President Donald Trump doesn’t appear willing nor interested in addressing astronomical student-debt levels, which long since crested above $1 trillion. In fact, his administration has made it easier for for-profit colleges to rip off students, and recently scrapped Obama-era regulations that limited rates loan-guarantee agencies can charge people who defaulted on student loans. His budget also proposed cutting $5 billion in higher-education funding for low-income Americans. Perhaps that’s not surprising from a president who just finalized a $25 million settlement stemming from his scam for-profit university.
That’s a financial tragedy for the millions who hold student-loan debt and the students who will matriculate while Trump is president. But Trump’s unwillingness to even motion toward a student-debt plan creates a massive political opening for Democrats.
Senator Bernie Sanders stepped into that breach Monday afternoon, introducing a bill with Senator Elizabeth Warren, Representative Keith Ellison, and several other members of Congress. The College for All Act aims to eliminate tuition and fees at public four-year colleges and universities for students from families that make up to $125,000 per year. The bill would make community college tuition-free for all income levels.
Clearly the bill will go nowhere in a Republican Congress, and with Trump in the White House. But Sanders and several of the co-sponsors clearly see the bill as a valuable organizing tool. “Our job is to bring forward a progressive agenda,” said Sanders. “Our job now is to go out in every state in this country…. We can win this fight when millions of Americans stand up and demand this legislation.”

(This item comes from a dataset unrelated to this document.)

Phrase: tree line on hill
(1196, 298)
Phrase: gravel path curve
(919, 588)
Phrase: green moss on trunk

“We need organized events at every college campus across the country,” said Representative Pramila Jayapal, a Sanders-backed candidate who ran last year on a pledge to introduce this bill in the House.
One year ago today, tuition-free college was a catalyst of Sanders’s presidential campaign, where he captured close to three-quarters of the under-35 vote during the primary. The College for All Act is substantially the same as his campaign plan, though the income cut-off is new. Hillary Clinton frequently assailed the Sanders plan’s lack of an income limit, often offering some variation of the line “I don’t think taxpayers should be paying to send Donald Trump’s kids to college,” as she said during one debate.
When Clinton released an updated tuition plan after the primary was over, it borrowed many of Sanders’s subsidized-tuition elements, but also had a $125,000 income threshold. This is essentially what Sanders is now proposing, though Clinton’s proposal made the initial cutoff $85,000 per year and raised it incrementally to $125,000. The College for All Act starts at $125,000 outright. (This is similar to a plan New York Governor Andrew Cuomo introduced this year, which Sanders also backed.)
The act would have the government pay 67 percent of tuition subsidies at public colleges and universities, while asking state and tribal governments to pay the other third. Sanders’s office pegs the cost of the legislation at $600 billion, and it would be financed by a tax on Wall Street speculation.
The legislation also weaves in several other progressive higher-education proposals. It ends the federal government’s ability to profit from student loans—any excess revenue would be plowed back into Pell Grants under the legislation. “It is obscene that the United States government is making a profit off the backs of people who are trying to get an education,” said Warren, who has railed against the revenue excesses for years.
It would also allow students to refinance existing loans at low rates, and would cut the government lending rate for new undergraduate borrowers to 1.88 percent.
The United States Students Association, the American Federation of Teachers, the National Education Association, and other groups have endorsed the legislation, and might be helpful in organizing support going forward.
There are five Senate co-sponsors for the bill (Warren, Kamala Harris, Richard Blumenthal, Chris Murphy, and Kirsten Gillibrand) and fourteen in the House, including Ellison, co-chair of the Progressive Caucus and deputy DNC chair.
That count alone shows the political momentum behind this issue. When Sanders introduced a similar bill in 2015, it had zero co-sponsors.